India’s balance of payments scenario at the end of the third quarter reveals an extraordinary resilience in the external sector, despite increasing global uncertainties and a soaring trade deficit. Surprisingly, the numbers show that an appreciating rupee has had a stronger impact on services than on merchandise trade. While the 24.6% growth of merchandise trade in the April-December period of 2007-08 was marginally higher than in the corresponding period of the previous year, service sector exports decelerated by nearly a third to 17.1%, which is far below their trend rate. Thankfully, the overall export shortfall was more or less neutralised by a 42.5% increase in remittances. All in all, the current account deficit rose only 14.5% in dollar terms and held almost stable in rupee terms.

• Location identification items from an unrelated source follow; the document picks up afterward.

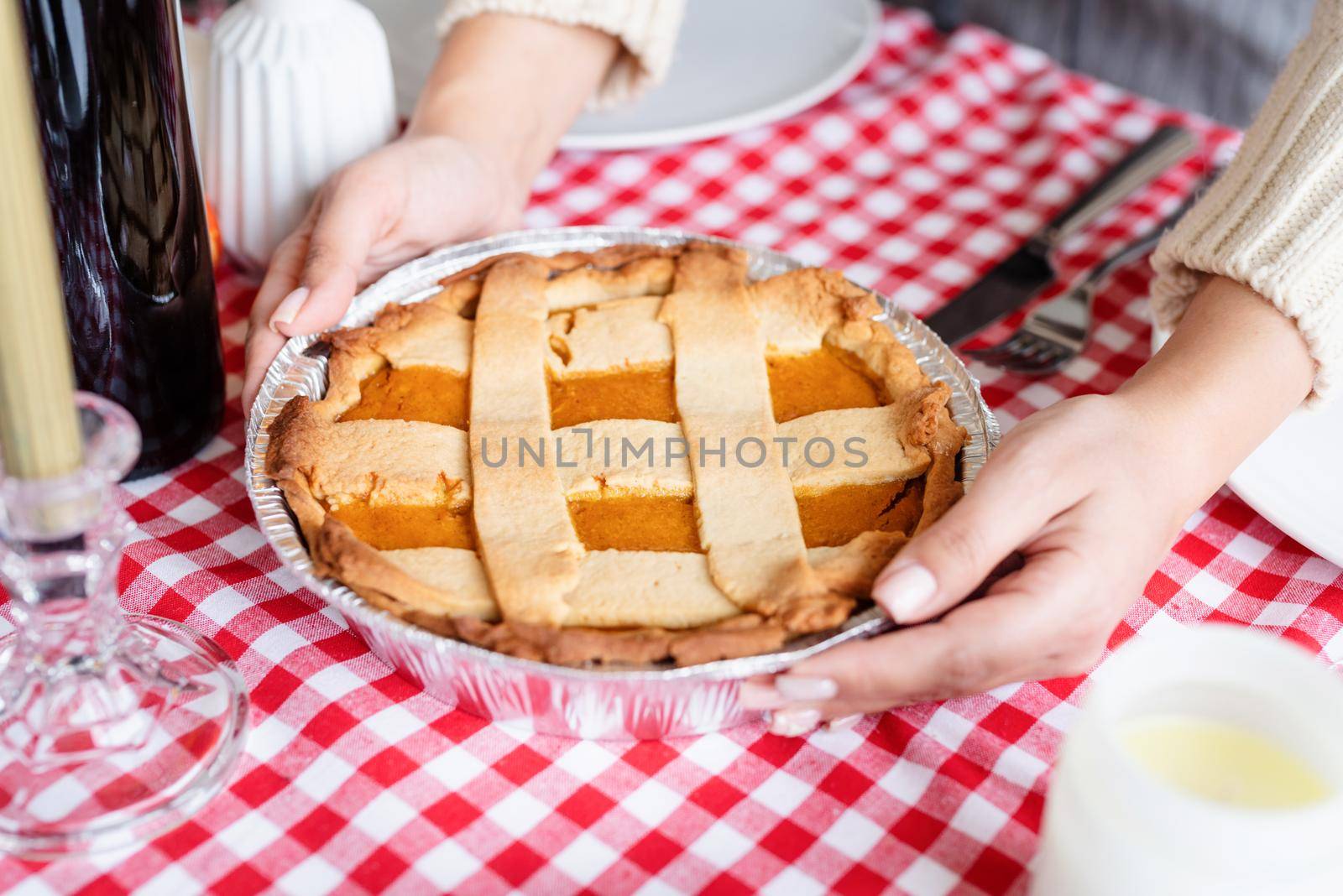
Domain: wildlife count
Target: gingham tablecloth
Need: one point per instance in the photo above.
(939, 160)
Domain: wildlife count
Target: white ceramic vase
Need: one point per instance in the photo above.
(297, 90)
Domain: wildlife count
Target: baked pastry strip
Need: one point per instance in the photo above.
(523, 526)
(628, 589)
(749, 517)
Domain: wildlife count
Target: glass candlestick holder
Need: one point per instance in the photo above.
(113, 726)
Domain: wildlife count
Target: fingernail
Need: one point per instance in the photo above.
(805, 688)
(759, 696)
(794, 723)
(843, 723)
(906, 591)
(288, 309)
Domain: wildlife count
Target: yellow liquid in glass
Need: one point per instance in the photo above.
(1222, 762)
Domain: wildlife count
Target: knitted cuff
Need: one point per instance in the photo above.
(1273, 221)
(646, 29)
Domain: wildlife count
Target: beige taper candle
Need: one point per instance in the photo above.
(39, 430)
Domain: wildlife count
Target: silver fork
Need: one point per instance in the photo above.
(1056, 333)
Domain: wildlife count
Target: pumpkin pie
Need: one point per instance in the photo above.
(629, 456)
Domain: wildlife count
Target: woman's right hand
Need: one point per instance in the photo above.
(395, 204)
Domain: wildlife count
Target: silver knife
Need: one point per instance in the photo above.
(1027, 271)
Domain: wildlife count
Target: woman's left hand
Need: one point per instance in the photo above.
(1088, 491)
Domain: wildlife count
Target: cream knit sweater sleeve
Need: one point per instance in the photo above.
(1273, 221)
(646, 29)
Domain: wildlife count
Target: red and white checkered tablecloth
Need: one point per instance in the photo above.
(939, 160)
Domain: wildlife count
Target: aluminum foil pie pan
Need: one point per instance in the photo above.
(631, 703)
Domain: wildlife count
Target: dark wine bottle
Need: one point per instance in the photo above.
(129, 216)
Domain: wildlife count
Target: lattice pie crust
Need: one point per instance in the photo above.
(698, 467)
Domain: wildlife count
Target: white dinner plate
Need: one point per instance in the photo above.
(1293, 479)
(739, 63)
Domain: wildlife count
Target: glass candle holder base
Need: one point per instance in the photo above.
(113, 727)
(112, 755)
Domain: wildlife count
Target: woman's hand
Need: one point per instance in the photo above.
(503, 91)
(386, 208)
(1081, 491)
(1091, 492)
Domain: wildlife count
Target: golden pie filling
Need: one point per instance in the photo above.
(799, 385)
(646, 393)
(431, 394)
(633, 521)
(826, 380)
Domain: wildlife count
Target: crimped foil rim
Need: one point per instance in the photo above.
(295, 373)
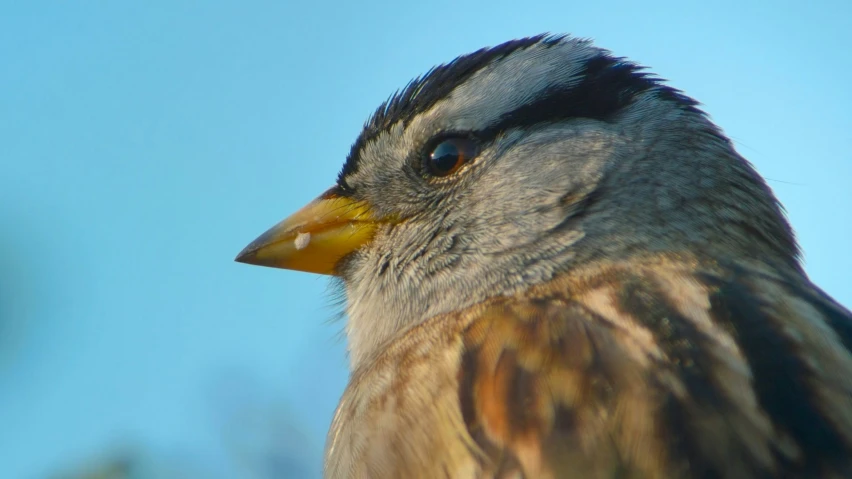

Exchange rate trends also seem to have boosted capital inflows, especially in the second and third quarters, with net inflows going up to $81.9 billion in the April-December period, far overshooting the $30.1 billion in the corresponding period of the previous year. While the bulk of this was in the form of foreign investment, which more than doubled, external commercial borrowings also increased three-fourths during the period. Surging capital inflows stuffed India?s foreign exchange vaults with an additional $67.2 billion in the first nine months of the year. On the capital account, outward FDI by Indian firms seems to have stabilised in the $10-billion region.

For all that, there is some reason for caution. The slowdown in service sector exports, with growth rates decelerating in three of the six major segments, needs to be watched. Software exports have slipped in the April-December 2007 period, even though they were going smoothly upwards in the same period the previous year. The other services affected include transport (mainly aviation and shipping), where growth has decelerated by more than half, and business services, where earnings actually declined during the period. In contrast, the other three service export segments, namely, tourism, financial services and communications, have registered buoyancy with growth rates more than doubling. The external sector is on an even keel, and India has considerable cause for continued comfort. This, however, should not result in complacency, given worldwide trends.